Footnotes explain these are restricted stock units vesting in four equal installments on March 31, 2026, June 30, 2026, September 30, 2026, and December 31, 2026, subject to his continued board service. Any unvested units will fully vest if the merger closing described in the cited Agreement and Plan of Merger occurs while he remains a director. The filing also notes 258,462 shares of common stock are held indirectly through Bose Family Holdings II, LLC.
Positive
- None.
Negative
- None.
Insights
Routine director RSU grant with potential acceleration tied to a pending merger agreement.
The filing shows Arani Bose, a director of Penumbra Inc, receiving an equity award of 589 restricted stock units valued at $0.00 per share on February 13, 2026. This appears to be standard board compensation rather than an open-market purchase.

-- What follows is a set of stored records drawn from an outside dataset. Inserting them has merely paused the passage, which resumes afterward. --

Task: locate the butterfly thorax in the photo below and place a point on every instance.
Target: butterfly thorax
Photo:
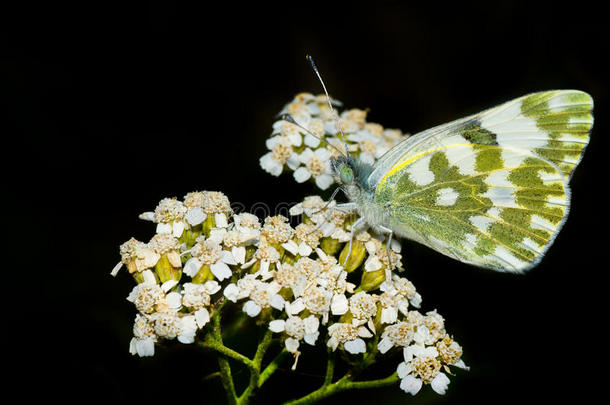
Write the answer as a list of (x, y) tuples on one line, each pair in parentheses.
[(352, 175)]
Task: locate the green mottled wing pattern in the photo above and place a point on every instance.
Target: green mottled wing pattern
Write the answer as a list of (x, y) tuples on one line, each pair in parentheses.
[(491, 189)]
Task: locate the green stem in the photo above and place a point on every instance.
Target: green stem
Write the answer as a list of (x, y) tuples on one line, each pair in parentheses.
[(343, 384), (330, 367), (227, 380), (271, 367), (211, 343), (255, 369)]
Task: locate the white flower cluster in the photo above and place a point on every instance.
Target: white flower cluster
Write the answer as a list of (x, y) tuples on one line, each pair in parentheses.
[(308, 153), (290, 278)]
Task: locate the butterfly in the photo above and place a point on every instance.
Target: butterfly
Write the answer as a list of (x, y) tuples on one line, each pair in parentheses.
[(490, 189)]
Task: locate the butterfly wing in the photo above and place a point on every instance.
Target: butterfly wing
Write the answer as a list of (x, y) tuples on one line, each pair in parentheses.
[(552, 124), (490, 189)]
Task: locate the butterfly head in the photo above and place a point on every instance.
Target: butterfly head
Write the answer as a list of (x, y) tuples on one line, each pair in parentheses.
[(349, 172)]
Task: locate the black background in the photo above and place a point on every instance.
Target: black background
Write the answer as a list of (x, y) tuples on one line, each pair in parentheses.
[(109, 108)]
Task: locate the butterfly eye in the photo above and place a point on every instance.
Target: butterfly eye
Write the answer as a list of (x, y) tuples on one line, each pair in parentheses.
[(346, 174)]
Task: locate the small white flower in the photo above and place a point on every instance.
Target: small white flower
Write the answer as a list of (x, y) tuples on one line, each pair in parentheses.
[(210, 252), (317, 164), (411, 384), (355, 346), (440, 383), (281, 153), (188, 329), (292, 345), (231, 291), (251, 308), (339, 304)]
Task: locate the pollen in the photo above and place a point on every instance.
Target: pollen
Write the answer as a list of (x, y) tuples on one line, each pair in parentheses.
[(215, 202), (282, 152), (426, 368), (169, 210), (316, 166), (194, 199)]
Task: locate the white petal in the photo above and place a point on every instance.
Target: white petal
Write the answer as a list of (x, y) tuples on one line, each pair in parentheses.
[(403, 369), (227, 257), (116, 269), (174, 300), (202, 317), (149, 256), (295, 139), (355, 346), (311, 338), (277, 302), (293, 161), (322, 153), (411, 384), (304, 249), (311, 324), (460, 363), (277, 325), (251, 308), (231, 292), (147, 216), (440, 383), (306, 155), (145, 347), (195, 216), (217, 235), (239, 254), (174, 258), (272, 142), (271, 165), (189, 329), (220, 219), (221, 271), (149, 277), (324, 181), (416, 300), (211, 287), (294, 307), (192, 266), (339, 304), (177, 228), (332, 343), (301, 175), (291, 246), (389, 315), (168, 285), (311, 140), (292, 345), (384, 345), (164, 228)]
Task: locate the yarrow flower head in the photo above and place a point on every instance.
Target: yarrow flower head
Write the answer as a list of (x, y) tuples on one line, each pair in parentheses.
[(299, 282), (306, 150)]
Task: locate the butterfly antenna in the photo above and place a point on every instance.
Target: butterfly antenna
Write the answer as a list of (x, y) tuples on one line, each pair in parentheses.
[(288, 118), (330, 104)]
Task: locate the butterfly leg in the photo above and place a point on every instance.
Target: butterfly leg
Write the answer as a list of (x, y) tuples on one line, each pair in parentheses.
[(346, 207), (355, 226), (388, 270)]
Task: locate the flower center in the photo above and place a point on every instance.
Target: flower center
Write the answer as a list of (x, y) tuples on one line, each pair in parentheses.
[(316, 166)]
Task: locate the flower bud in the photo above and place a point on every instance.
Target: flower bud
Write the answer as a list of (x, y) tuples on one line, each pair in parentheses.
[(204, 274), (166, 268), (372, 279), (330, 246), (355, 258)]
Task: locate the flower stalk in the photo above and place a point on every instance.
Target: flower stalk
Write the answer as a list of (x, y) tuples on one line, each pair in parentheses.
[(209, 275)]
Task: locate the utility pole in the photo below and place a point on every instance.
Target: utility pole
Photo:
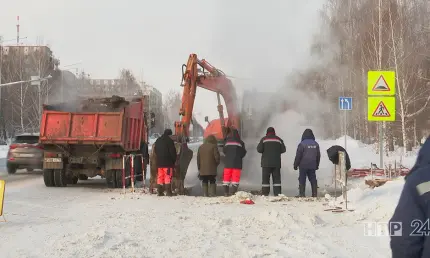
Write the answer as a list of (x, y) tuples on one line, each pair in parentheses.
[(1, 64), (381, 124)]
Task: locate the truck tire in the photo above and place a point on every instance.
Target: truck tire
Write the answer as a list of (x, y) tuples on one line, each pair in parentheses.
[(119, 179), (60, 177), (138, 168), (83, 177), (48, 177), (111, 178), (11, 169)]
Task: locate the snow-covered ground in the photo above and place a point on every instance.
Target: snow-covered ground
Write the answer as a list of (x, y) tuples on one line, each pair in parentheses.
[(89, 221)]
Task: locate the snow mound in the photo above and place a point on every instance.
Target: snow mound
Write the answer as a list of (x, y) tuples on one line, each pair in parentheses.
[(376, 204), (3, 151)]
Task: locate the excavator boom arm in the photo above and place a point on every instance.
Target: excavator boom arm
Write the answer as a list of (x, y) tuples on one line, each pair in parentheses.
[(209, 78)]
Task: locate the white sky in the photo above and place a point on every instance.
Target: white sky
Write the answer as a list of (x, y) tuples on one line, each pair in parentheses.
[(259, 42)]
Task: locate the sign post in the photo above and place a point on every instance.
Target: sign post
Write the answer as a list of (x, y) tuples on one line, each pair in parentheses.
[(2, 190), (345, 104), (381, 102)]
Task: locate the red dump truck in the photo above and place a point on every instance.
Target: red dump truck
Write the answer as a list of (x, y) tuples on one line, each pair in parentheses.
[(90, 138)]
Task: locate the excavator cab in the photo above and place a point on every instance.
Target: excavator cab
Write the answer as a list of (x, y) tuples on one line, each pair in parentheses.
[(199, 73)]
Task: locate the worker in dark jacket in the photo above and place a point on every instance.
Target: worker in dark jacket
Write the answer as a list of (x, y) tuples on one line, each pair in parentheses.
[(413, 211), (333, 156), (166, 158), (145, 155), (208, 159), (307, 159), (271, 147), (234, 151)]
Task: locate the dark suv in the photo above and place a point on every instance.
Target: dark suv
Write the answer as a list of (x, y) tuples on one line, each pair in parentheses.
[(25, 153)]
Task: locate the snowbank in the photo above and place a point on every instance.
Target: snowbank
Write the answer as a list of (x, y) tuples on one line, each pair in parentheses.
[(3, 151), (376, 204), (136, 225)]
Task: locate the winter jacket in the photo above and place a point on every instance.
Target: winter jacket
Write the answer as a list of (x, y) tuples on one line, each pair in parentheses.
[(153, 165), (271, 147), (234, 151), (333, 155), (165, 150), (413, 211), (308, 153), (144, 151), (208, 157), (184, 158)]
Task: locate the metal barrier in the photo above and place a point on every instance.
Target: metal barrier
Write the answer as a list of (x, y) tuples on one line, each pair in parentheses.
[(132, 176)]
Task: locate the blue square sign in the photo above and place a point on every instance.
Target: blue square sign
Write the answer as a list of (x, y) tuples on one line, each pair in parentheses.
[(345, 103)]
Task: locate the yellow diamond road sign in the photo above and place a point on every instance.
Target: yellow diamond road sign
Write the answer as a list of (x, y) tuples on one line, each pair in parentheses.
[(381, 83), (381, 109)]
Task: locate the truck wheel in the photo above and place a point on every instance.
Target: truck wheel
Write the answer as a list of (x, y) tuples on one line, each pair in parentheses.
[(119, 178), (60, 177), (111, 178), (11, 169), (138, 168), (83, 177), (48, 177)]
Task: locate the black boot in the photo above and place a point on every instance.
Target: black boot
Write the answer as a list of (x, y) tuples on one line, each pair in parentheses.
[(314, 187), (212, 190), (277, 190), (160, 190), (226, 191), (205, 189), (302, 189), (168, 188), (234, 189), (265, 191)]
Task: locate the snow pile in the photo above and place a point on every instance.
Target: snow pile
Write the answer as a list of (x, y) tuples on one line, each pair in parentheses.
[(133, 225), (376, 204), (3, 151)]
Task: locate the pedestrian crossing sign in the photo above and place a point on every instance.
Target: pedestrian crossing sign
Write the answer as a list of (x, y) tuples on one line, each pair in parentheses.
[(381, 83), (381, 109)]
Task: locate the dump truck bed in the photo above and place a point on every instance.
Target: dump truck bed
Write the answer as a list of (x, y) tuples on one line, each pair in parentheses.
[(123, 126)]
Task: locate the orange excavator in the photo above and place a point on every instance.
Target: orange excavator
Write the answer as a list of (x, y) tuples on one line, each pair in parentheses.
[(199, 73)]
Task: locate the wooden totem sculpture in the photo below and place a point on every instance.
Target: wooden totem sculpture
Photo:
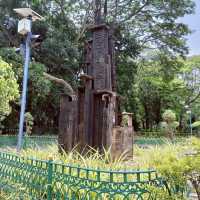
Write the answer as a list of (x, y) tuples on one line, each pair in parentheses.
[(93, 118)]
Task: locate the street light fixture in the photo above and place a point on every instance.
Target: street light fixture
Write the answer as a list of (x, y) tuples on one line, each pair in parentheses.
[(190, 114), (24, 28)]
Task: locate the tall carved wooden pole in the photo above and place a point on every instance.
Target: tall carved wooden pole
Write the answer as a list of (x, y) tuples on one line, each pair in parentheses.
[(92, 119)]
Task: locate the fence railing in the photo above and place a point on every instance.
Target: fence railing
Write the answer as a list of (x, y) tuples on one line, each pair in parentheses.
[(28, 141), (50, 180), (42, 141)]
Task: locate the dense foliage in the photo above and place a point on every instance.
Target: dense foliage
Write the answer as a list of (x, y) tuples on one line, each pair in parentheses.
[(8, 89)]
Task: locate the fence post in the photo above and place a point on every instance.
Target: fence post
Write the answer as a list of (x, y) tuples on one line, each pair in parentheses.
[(49, 178)]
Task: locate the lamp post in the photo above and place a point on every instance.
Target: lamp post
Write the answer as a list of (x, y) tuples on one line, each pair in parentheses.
[(190, 116), (24, 28)]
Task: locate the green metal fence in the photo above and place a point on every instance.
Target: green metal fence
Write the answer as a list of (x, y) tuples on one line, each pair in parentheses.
[(42, 141), (29, 141), (55, 181)]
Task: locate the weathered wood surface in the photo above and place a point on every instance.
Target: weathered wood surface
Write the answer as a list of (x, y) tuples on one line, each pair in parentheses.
[(95, 117)]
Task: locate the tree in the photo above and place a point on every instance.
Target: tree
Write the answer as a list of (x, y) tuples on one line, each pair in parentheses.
[(169, 123), (8, 89)]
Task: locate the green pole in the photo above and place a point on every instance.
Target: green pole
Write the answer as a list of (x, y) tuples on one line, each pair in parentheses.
[(49, 179)]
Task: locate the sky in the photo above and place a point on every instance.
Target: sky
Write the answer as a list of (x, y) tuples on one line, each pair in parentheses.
[(194, 23)]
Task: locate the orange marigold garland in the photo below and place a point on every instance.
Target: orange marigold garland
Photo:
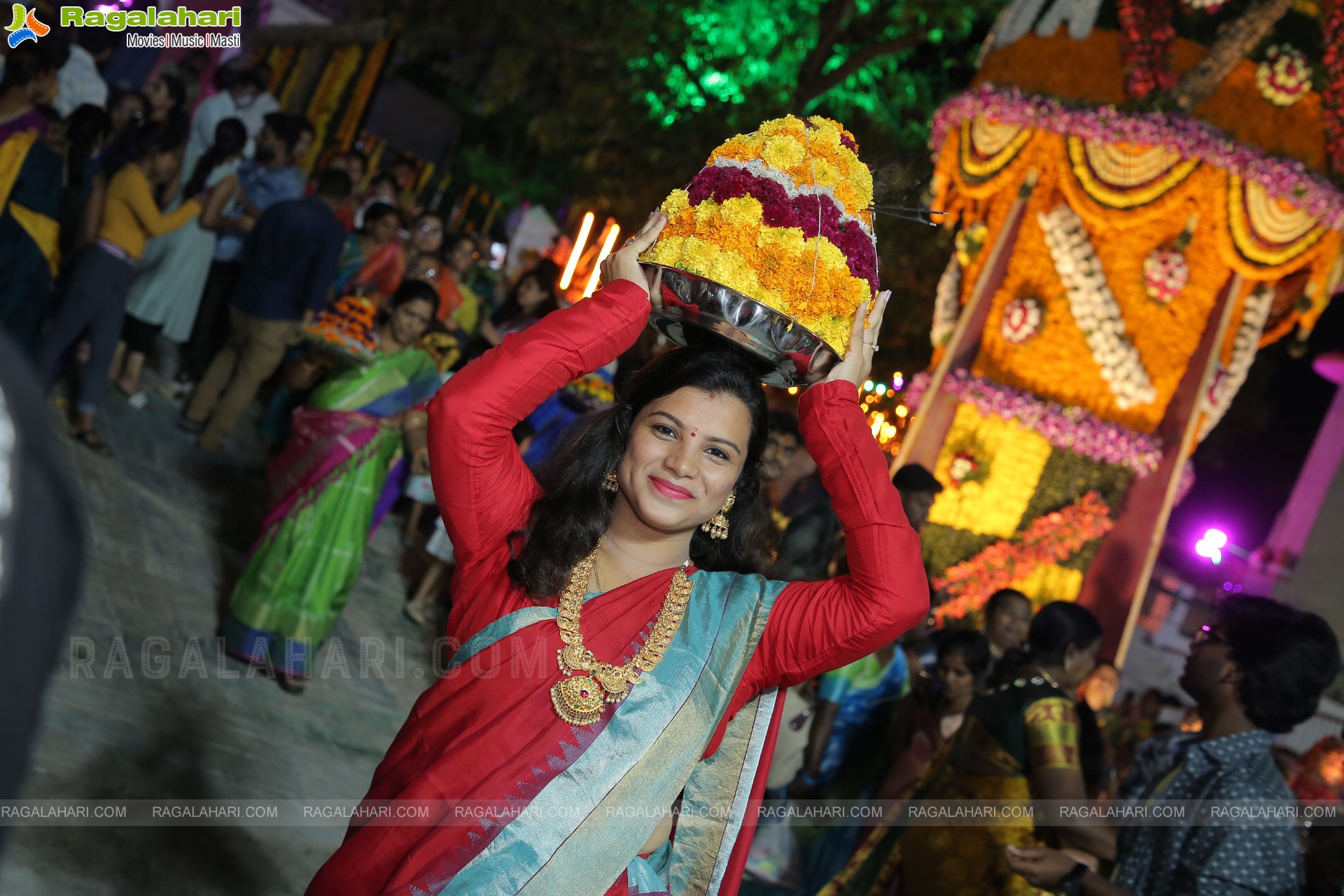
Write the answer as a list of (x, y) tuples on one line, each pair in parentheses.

The RSUs vest quarterly across four dates in 2026, conditioned on continued service. Footnotes state that if the merger transaction referenced in the January 14, 2026 Agreement and Plan of Merger closes, any unvested RSUs will fully vest, again contingent on service at closing. The filing also clarifies that 258,462 shares of common stock are held indirectly via Bose Family Holdings II, LLC, distinguishing direct and entity-held positions.
Insider Trade Summary
| Type | Security | Shares | Price | Value |
|---|---|---|---|---|
| Grant/Award | Common Stock | 589 | $0.00 | -- |
| holding | Common Stock | -- | -- | -- |
Footnotes (1)
- Restricted stock units (RSUs) vest as to 1/4 on each of March 31, 2026, June 30, 2026, September 30, 2026, and December 31, 2026, subject to Dr. Bose's continued service as director through such dates. Notwithstanding the foregoing, if the Closing (as defined in that certain Agreement and Plan of Merger, dated as of January 14, 2026, among the Issuer, Boston Scientific Corporation, a Delaware corporation, and Pinehurst Merger Sub, Inc., a Delaware corporation) occurs, any of the RSUs that remain unvested will fully vest on the Closing, subject to Dr. Bose's continued service as director through such date. A portion of these shares is subject to vesting. Shares are held by Bose Family Holdings II, LLC.